Maulana Wahiduddin Khan I The Sunday Guardian I 21st April 2013 I Page 12
The sun is 1,200,000 times the size of our earth, and 92,960,000 miles distant from it. Despite this enormous distance, light and heat from the sun reach us in considerable quantity. By cosmic standards, the sun is a relatively small star; it only appears large to us because of its proximity. Most stars are both larger and more radiant than the sun. Vast globes of heat and light, they are scattered in huge quantities throughout the universe. They have been shining for billions upon billions of years, but their reserves of thermal energy show no signs of being exhausted.
How do stars produce such vast quantities of energy? The astrophysicist Hans Bethe spent years exploring this question. Finally, he discovered that the secret lies in the carbon cycle. The day that Hans Bethe made his great scientific discovery was one of great joy for him.

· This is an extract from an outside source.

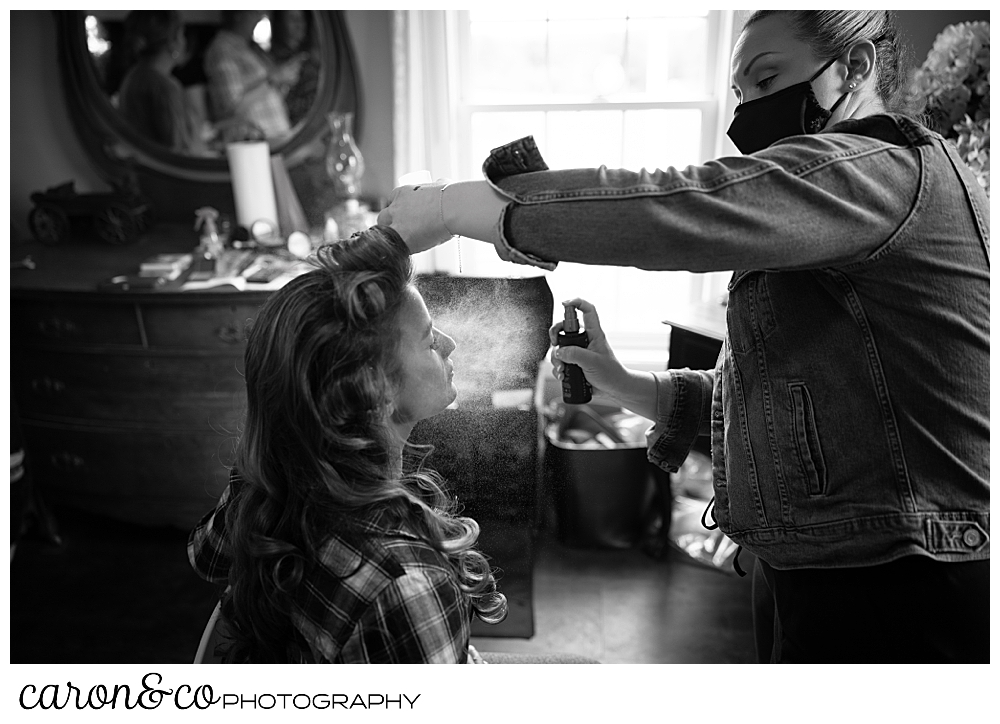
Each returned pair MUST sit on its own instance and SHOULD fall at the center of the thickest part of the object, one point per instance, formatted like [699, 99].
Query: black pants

His research in this field won him the Nobel Prize for physics in 1967.
Hans Bethe's discovery only answered a minutely partial side of the real question; it did not reach the true crux of the matter. His discovery of the carbon cycle leaves another greater question unanswered: how does this carbon cycle come to operate in stars? A true believer discovers the answer to this question in the form of God, the Maker and Sustainer of the universe. It is He who has invested the stars with this magic property.
How ironical it is that a small discovery should make a scientist lose himself in a spontaneous outburst of feeling, while the far greater discovery that a believer makes — that of God — should create in him no such feeling. Those who really believe in God feel the joy of their discovery. So uncontrollable is their joy that they cannot help expressing it to others. If there are no traces of the joy of discovery, then the discovery itself has yet to be made.